Someday, I will finish the whole thing. But now, on to Mary Butts. The first piece is a short story called "Brightness Falls." First of all, the style is really sort of in your face; fast-paced and repetitive and conversational, like an excited rambling person. Also, on the first page we get this:
"When all's said and done, we do hang together against our women, and not wholly from rational reasons. All one finally discovers is that, when they urge us, the loveliest and wisest become all one with the slut" (203).
Interesting. Though it's not yet clear, I'm assuming the first-person narrator is male; and what's represented here is related to the prude-or-slut dichotomy which inspired this independent study.
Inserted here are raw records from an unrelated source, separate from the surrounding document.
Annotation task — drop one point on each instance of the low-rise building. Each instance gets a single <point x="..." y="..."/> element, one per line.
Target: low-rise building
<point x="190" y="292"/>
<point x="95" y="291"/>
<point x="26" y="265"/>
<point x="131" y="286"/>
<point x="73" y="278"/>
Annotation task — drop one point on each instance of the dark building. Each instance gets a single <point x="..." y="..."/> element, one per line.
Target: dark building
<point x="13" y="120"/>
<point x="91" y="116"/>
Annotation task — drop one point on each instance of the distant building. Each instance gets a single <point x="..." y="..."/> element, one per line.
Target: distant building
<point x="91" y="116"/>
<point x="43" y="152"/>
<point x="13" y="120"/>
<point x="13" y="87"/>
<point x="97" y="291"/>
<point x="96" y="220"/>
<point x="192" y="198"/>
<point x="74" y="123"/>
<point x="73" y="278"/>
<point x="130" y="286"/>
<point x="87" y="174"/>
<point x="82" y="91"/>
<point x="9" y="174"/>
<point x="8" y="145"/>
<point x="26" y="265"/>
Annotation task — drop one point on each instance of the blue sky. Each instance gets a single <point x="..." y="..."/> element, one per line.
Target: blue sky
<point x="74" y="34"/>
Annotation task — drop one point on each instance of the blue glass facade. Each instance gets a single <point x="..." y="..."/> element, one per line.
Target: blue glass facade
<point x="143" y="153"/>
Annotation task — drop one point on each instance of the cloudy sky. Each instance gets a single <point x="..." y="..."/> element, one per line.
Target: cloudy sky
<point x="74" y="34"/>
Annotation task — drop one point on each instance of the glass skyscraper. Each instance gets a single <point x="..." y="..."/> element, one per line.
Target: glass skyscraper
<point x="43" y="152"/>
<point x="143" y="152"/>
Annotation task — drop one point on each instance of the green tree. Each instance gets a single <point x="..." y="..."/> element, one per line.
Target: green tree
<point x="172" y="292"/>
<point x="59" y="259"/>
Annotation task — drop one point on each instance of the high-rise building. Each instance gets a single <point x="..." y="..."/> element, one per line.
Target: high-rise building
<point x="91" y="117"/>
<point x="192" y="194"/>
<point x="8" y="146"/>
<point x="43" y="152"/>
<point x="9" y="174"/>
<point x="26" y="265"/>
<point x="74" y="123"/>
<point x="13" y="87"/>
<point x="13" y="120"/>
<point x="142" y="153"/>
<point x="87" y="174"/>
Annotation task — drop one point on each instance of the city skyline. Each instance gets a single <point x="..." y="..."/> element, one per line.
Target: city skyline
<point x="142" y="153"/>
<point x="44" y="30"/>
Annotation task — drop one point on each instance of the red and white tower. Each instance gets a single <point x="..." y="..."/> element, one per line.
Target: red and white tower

I'm having a little trouble picking out things to talk about; there's been so little actual content thus far. It's like a drunk person telling a story and giving you all the irrelevant facts. So this post might just be a festival of quotes.
"It is getting more and more inopportune to suppose that women have no secrets unconnected with sex" (210).
Or just the above. I rather like it.

So having now finished, this is what I can gather. The story is a man named Max relating something to the unnamed, thus far un-gendered narrator, and that something has something to do with his wife obsessing over assonant sounds in "Corandel," "Coromandel," and "parallel." She hears these sounds, picks them out everywhere; she seems to have some psychicness attached to them: she wants to intercept her friend Cynthia with Dr. Corandel at the Lincoln Inn, and she knows "it [will] be in Lincoln's Inn, because in Lincoln's Inn there was a map of the Coromandel Coast" (211). Very strange. On 213 Max describes his wife: "Parmys looked coarse; and again that was because Parmys was like an archaic goddess stored with raw power. Not my wife, not Cynthia's friend and belle-femme, but something that is in the foundation of wise woman and child." So there seem to be some connections to female mysticism. This is reinforced by the conclusion to Max's story, in which Parmys and Cynthia have somehow prevented Corandel and his assonant sounds from invading a "place," apparently some parallel dimension, that travels along with and slightly ahead of them. Max is briefly able to "see" this place.

I'm going to be frank; this story is hella confusing. Fascinating to consider narratively, but since all the information is secondhand the most I can glean is that women have almost preternatural connections with the world and each other, and men only understand sometimes.